Sunday, February 15th, 2009

A report on “Booming Global Obesity Drug Market”, Research and Markets states that the prevalence of obesity is increasing globally at alarming rates. Obesity drugs market has shown a radical growth in recent times but in contrast, the market for weight loss drugs has failed to match this growth. By 2012, it’s expected that more than two billion people will be overweight and 600 million will be obese, representing immense opportunities for both the markets.

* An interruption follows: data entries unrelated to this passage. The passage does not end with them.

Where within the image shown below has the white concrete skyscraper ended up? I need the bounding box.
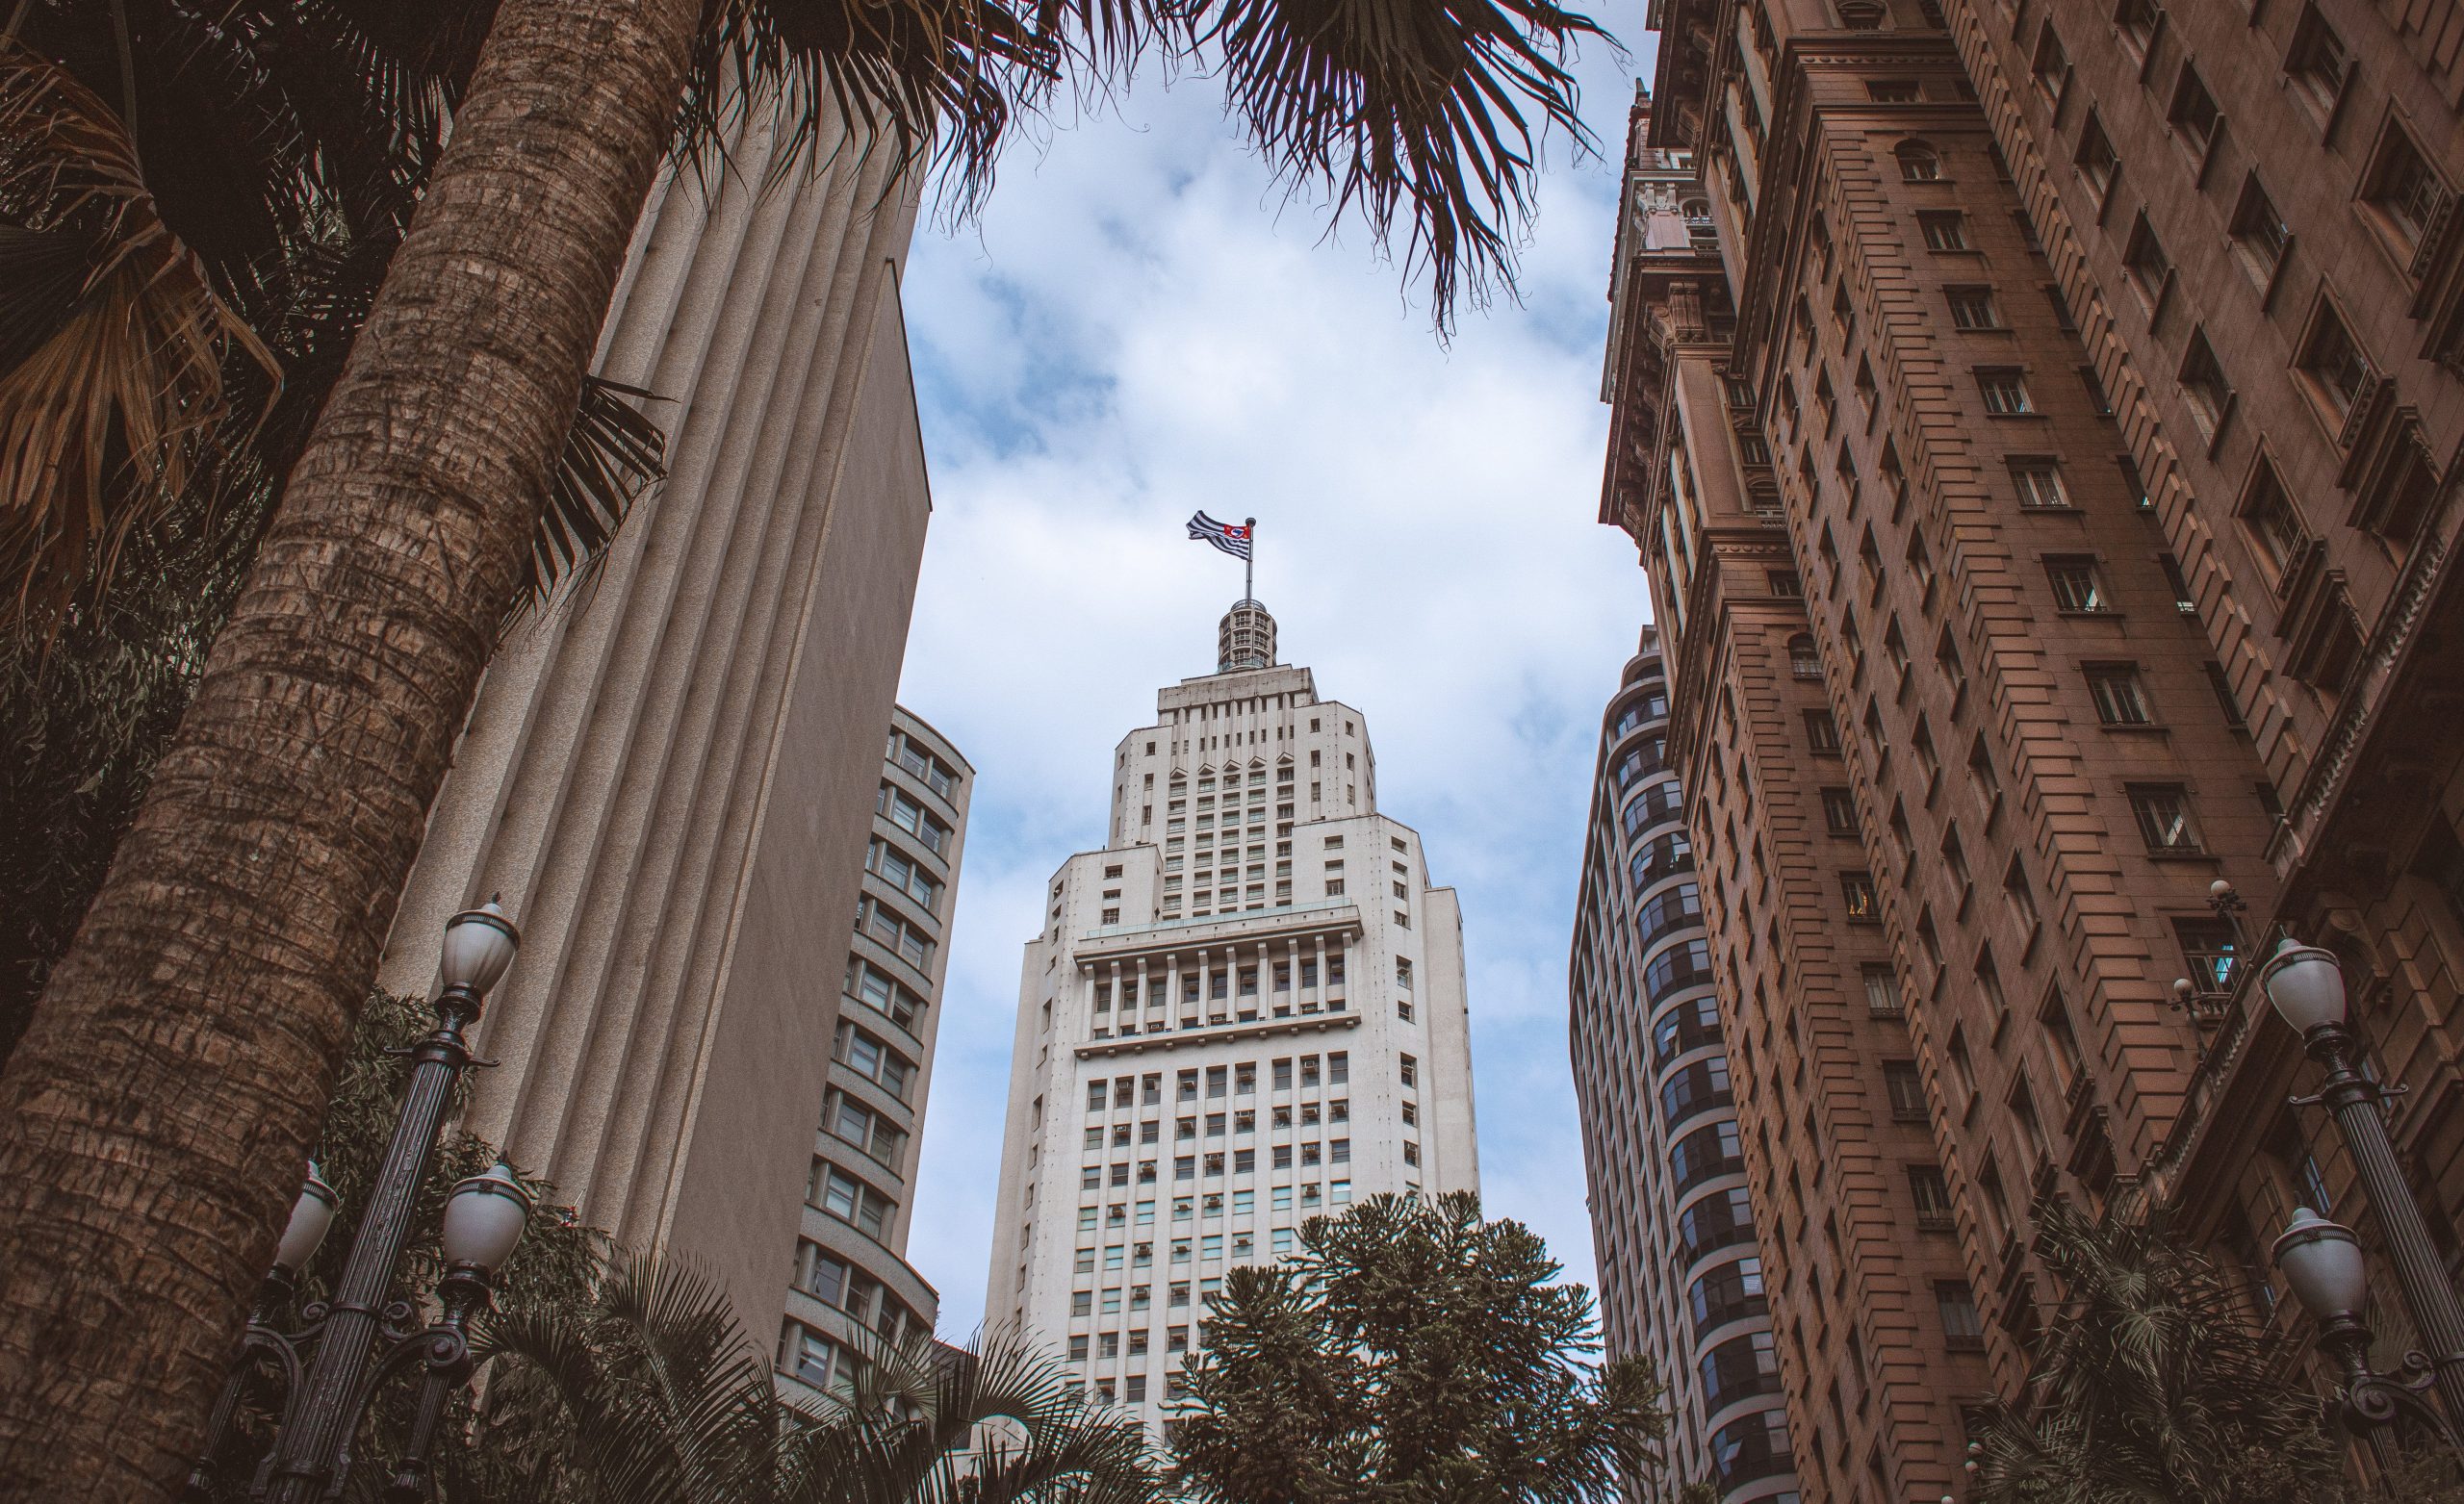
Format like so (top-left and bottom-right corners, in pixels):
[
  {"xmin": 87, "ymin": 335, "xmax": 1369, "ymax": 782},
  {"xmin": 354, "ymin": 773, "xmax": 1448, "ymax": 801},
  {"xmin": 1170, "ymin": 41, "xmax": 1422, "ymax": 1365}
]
[{"xmin": 985, "ymin": 599, "xmax": 1479, "ymax": 1440}]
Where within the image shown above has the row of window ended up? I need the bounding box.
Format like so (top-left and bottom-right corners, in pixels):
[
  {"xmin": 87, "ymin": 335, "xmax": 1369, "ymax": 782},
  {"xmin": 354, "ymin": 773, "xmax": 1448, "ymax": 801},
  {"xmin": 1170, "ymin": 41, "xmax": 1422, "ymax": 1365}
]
[
  {"xmin": 1083, "ymin": 1052, "xmax": 1374, "ymax": 1111},
  {"xmin": 888, "ymin": 729, "xmax": 961, "ymax": 803},
  {"xmin": 878, "ymin": 783, "xmax": 953, "ymax": 855},
  {"xmin": 1084, "ymin": 1099, "xmax": 1360, "ymax": 1149},
  {"xmin": 1081, "ymin": 1137, "xmax": 1365, "ymax": 1186},
  {"xmin": 1072, "ymin": 1180, "xmax": 1354, "ymax": 1233},
  {"xmin": 1093, "ymin": 955, "xmax": 1351, "ymax": 1007},
  {"xmin": 855, "ymin": 894, "xmax": 935, "ymax": 972},
  {"xmin": 1074, "ymin": 1225, "xmax": 1308, "ymax": 1272},
  {"xmin": 845, "ymin": 957, "xmax": 928, "ymax": 1034}
]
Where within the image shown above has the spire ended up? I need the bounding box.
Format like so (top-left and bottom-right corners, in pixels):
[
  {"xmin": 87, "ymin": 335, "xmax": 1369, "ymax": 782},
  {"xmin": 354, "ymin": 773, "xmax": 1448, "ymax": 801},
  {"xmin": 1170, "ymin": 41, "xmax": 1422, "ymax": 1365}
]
[{"xmin": 1218, "ymin": 599, "xmax": 1276, "ymax": 673}]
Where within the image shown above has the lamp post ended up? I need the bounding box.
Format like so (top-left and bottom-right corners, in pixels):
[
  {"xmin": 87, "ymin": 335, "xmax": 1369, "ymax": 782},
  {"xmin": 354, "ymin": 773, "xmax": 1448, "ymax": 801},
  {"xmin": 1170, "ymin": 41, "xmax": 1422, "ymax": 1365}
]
[
  {"xmin": 2261, "ymin": 936, "xmax": 2464, "ymax": 1445},
  {"xmin": 2274, "ymin": 1207, "xmax": 2464, "ymax": 1466},
  {"xmin": 189, "ymin": 901, "xmax": 532, "ymax": 1503}
]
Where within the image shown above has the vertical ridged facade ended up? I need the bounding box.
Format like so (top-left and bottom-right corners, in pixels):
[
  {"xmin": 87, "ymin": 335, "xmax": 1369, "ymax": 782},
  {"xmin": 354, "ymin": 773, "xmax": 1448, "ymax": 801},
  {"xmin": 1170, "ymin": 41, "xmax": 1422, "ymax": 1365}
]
[
  {"xmin": 779, "ymin": 705, "xmax": 971, "ymax": 1397},
  {"xmin": 1571, "ymin": 628, "xmax": 1798, "ymax": 1504},
  {"xmin": 984, "ymin": 601, "xmax": 1481, "ymax": 1444},
  {"xmin": 379, "ymin": 105, "xmax": 937, "ymax": 1336}
]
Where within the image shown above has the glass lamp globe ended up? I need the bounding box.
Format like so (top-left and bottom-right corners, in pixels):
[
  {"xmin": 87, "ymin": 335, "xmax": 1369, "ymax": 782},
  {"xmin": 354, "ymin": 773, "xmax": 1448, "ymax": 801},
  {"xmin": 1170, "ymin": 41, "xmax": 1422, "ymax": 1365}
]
[
  {"xmin": 2260, "ymin": 939, "xmax": 2348, "ymax": 1033},
  {"xmin": 440, "ymin": 899, "xmax": 521, "ymax": 995},
  {"xmin": 275, "ymin": 1164, "xmax": 338, "ymax": 1272},
  {"xmin": 2272, "ymin": 1207, "xmax": 2368, "ymax": 1320},
  {"xmin": 442, "ymin": 1162, "xmax": 534, "ymax": 1272}
]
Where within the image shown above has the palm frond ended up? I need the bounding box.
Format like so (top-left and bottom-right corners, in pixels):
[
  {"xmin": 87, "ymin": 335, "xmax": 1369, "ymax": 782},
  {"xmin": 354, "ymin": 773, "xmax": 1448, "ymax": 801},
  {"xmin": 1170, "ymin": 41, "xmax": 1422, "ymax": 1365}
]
[
  {"xmin": 0, "ymin": 39, "xmax": 277, "ymax": 628},
  {"xmin": 1188, "ymin": 0, "xmax": 1607, "ymax": 324},
  {"xmin": 507, "ymin": 374, "xmax": 670, "ymax": 626},
  {"xmin": 683, "ymin": 0, "xmax": 1052, "ymax": 217}
]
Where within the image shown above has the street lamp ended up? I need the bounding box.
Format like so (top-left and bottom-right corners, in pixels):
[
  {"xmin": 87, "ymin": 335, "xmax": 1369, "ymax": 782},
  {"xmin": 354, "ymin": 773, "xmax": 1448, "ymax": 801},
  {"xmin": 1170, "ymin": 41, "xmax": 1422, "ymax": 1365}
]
[
  {"xmin": 189, "ymin": 901, "xmax": 531, "ymax": 1503},
  {"xmin": 2262, "ymin": 936, "xmax": 2464, "ymax": 1454},
  {"xmin": 2273, "ymin": 1207, "xmax": 2464, "ymax": 1466}
]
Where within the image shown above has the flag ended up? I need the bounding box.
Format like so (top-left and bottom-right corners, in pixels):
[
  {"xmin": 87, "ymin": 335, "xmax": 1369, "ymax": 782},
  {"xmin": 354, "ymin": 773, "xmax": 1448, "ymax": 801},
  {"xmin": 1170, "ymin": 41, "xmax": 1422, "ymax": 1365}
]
[{"xmin": 1187, "ymin": 511, "xmax": 1253, "ymax": 560}]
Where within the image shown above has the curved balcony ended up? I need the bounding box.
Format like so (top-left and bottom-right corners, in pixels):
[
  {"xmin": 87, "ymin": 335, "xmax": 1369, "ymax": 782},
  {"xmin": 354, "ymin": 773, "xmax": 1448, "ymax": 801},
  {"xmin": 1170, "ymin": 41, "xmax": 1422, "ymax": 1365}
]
[
  {"xmin": 1673, "ymin": 1185, "xmax": 1756, "ymax": 1273},
  {"xmin": 1686, "ymin": 1253, "xmax": 1768, "ymax": 1342},
  {"xmin": 1620, "ymin": 785, "xmax": 1684, "ymax": 842},
  {"xmin": 1658, "ymin": 1057, "xmax": 1733, "ymax": 1133},
  {"xmin": 1708, "ymin": 1411, "xmax": 1794, "ymax": 1491},
  {"xmin": 1652, "ymin": 994, "xmax": 1723, "ymax": 1069},
  {"xmin": 1669, "ymin": 1119, "xmax": 1745, "ymax": 1198},
  {"xmin": 1627, "ymin": 834, "xmax": 1696, "ymax": 892},
  {"xmin": 1644, "ymin": 939, "xmax": 1715, "ymax": 1007},
  {"xmin": 1698, "ymin": 1330, "xmax": 1782, "ymax": 1417},
  {"xmin": 1634, "ymin": 882, "xmax": 1704, "ymax": 952}
]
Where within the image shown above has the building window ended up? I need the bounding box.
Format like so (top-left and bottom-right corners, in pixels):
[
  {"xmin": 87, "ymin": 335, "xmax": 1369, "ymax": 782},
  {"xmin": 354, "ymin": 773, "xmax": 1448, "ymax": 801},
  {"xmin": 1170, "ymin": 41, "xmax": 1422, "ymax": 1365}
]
[
  {"xmin": 1919, "ymin": 210, "xmax": 1969, "ymax": 250},
  {"xmin": 2363, "ymin": 125, "xmax": 2446, "ymax": 257},
  {"xmin": 2167, "ymin": 64, "xmax": 2220, "ymax": 157},
  {"xmin": 1822, "ymin": 787, "xmax": 1860, "ymax": 835},
  {"xmin": 1840, "ymin": 871, "xmax": 1880, "ymax": 920},
  {"xmin": 2228, "ymin": 174, "xmax": 2292, "ymax": 285},
  {"xmin": 2045, "ymin": 556, "xmax": 2109, "ymax": 613},
  {"xmin": 1805, "ymin": 709, "xmax": 1842, "ymax": 754},
  {"xmin": 2123, "ymin": 214, "xmax": 2170, "ymax": 303},
  {"xmin": 2179, "ymin": 330, "xmax": 2232, "ymax": 440},
  {"xmin": 2074, "ymin": 113, "xmax": 2119, "ymax": 200},
  {"xmin": 1947, "ymin": 287, "xmax": 2003, "ymax": 329},
  {"xmin": 2116, "ymin": 0, "xmax": 2162, "ymax": 54},
  {"xmin": 2127, "ymin": 783, "xmax": 2202, "ymax": 853},
  {"xmin": 2010, "ymin": 458, "xmax": 2067, "ymax": 508},
  {"xmin": 2286, "ymin": 6, "xmax": 2349, "ymax": 117},
  {"xmin": 1884, "ymin": 1060, "xmax": 1928, "ymax": 1121},
  {"xmin": 1868, "ymin": 79, "xmax": 1921, "ymax": 101},
  {"xmin": 1978, "ymin": 370, "xmax": 2033, "ymax": 415},
  {"xmin": 2238, "ymin": 457, "xmax": 2309, "ymax": 579},
  {"xmin": 1838, "ymin": 0, "xmax": 1888, "ymax": 26},
  {"xmin": 2087, "ymin": 664, "xmax": 2153, "ymax": 726},
  {"xmin": 1909, "ymin": 1164, "xmax": 1956, "ymax": 1229},
  {"xmin": 2030, "ymin": 23, "xmax": 2069, "ymax": 98},
  {"xmin": 2177, "ymin": 917, "xmax": 2241, "ymax": 991},
  {"xmin": 2297, "ymin": 303, "xmax": 2373, "ymax": 424},
  {"xmin": 1897, "ymin": 140, "xmax": 1942, "ymax": 182},
  {"xmin": 1937, "ymin": 1280, "xmax": 1986, "ymax": 1348}
]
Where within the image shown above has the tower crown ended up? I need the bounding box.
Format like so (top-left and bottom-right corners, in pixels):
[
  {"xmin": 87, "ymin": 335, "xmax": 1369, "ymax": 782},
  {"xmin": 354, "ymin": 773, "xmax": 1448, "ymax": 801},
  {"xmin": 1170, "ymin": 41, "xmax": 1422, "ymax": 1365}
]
[{"xmin": 1218, "ymin": 599, "xmax": 1276, "ymax": 673}]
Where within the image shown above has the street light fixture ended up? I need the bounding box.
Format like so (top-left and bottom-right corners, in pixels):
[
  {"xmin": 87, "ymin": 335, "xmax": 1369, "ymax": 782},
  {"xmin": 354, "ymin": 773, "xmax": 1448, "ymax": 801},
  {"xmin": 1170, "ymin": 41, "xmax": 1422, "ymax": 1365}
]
[
  {"xmin": 189, "ymin": 900, "xmax": 529, "ymax": 1503},
  {"xmin": 2261, "ymin": 936, "xmax": 2464, "ymax": 1464}
]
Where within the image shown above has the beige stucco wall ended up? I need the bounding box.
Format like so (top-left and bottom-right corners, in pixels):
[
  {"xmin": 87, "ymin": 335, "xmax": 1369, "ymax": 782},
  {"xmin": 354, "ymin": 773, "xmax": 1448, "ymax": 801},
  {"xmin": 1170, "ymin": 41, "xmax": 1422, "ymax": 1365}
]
[{"xmin": 380, "ymin": 104, "xmax": 934, "ymax": 1335}]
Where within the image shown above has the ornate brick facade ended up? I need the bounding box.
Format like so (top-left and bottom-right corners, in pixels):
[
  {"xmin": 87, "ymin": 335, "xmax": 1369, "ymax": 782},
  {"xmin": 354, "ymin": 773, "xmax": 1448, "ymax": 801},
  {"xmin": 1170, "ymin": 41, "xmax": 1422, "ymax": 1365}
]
[{"xmin": 1594, "ymin": 0, "xmax": 2464, "ymax": 1485}]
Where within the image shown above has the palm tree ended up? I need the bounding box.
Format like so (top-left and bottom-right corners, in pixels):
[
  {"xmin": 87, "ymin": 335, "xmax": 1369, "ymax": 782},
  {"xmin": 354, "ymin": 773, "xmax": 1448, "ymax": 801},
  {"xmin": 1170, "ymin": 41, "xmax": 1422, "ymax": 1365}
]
[
  {"xmin": 1966, "ymin": 1198, "xmax": 2346, "ymax": 1504},
  {"xmin": 455, "ymin": 1257, "xmax": 1162, "ymax": 1504},
  {"xmin": 0, "ymin": 1, "xmax": 1607, "ymax": 1497},
  {"xmin": 0, "ymin": 5, "xmax": 665, "ymax": 1060}
]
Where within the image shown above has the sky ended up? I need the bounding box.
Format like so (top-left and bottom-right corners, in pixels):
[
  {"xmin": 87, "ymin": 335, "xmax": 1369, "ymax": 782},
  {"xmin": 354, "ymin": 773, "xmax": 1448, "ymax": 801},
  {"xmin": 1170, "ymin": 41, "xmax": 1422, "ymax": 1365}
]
[{"xmin": 892, "ymin": 27, "xmax": 1659, "ymax": 1337}]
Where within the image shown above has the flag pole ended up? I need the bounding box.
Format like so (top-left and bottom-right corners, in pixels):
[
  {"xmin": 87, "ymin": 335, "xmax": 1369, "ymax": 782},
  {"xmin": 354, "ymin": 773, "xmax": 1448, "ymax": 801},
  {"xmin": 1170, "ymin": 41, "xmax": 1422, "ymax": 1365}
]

The market for weight loss drugs is characterized by numerous failures. A number of drugs have failed to get approval, some have been recalled, and those that have entered the market either suffer from serious side effects or have just failed to give the desired weight loss results consumers expected from them. Refusal of healthcare authorities to grant reimbursement to these drugs has also impeded the growth.

One of the most recent examples can be taken from Sanofi’s Acomplia; the drug was hailed as multibillion blockbuster before it was launched. But Acomplia, like most of its predecessors, failed to have a sufficient benefit to risk ratio and was taken off the market just two and a half years after its launch.

The future of the obesity drugs market, however, may not be so gloomy. This is because the market has high unmet demand, and any drug that manages to provide a high benefit to risk ratio can easily achieve blockbuster status. Moreover, despite some of its recent failures, the obesity drugs pipeline is rich and a large number of drugs are in phase-III and late phase-II trials. If some of these drugs manage to reach the market and posses a strong efficacy and safety profile, they can quickly become billion-dollar blockbusters.

Country-wise, the US is presently the biggest market for weight loss drugs with around 68% of its population either overweight or obese. The US is followed by the UK and other European countries. In future, emerging economies such as China, Russia, India and Brazil are also expected to become a huge market for weight loss products. With China’s obesity and overweight levels touching 665-670 million in 2015, the country will emerge as the most potential weight loss market.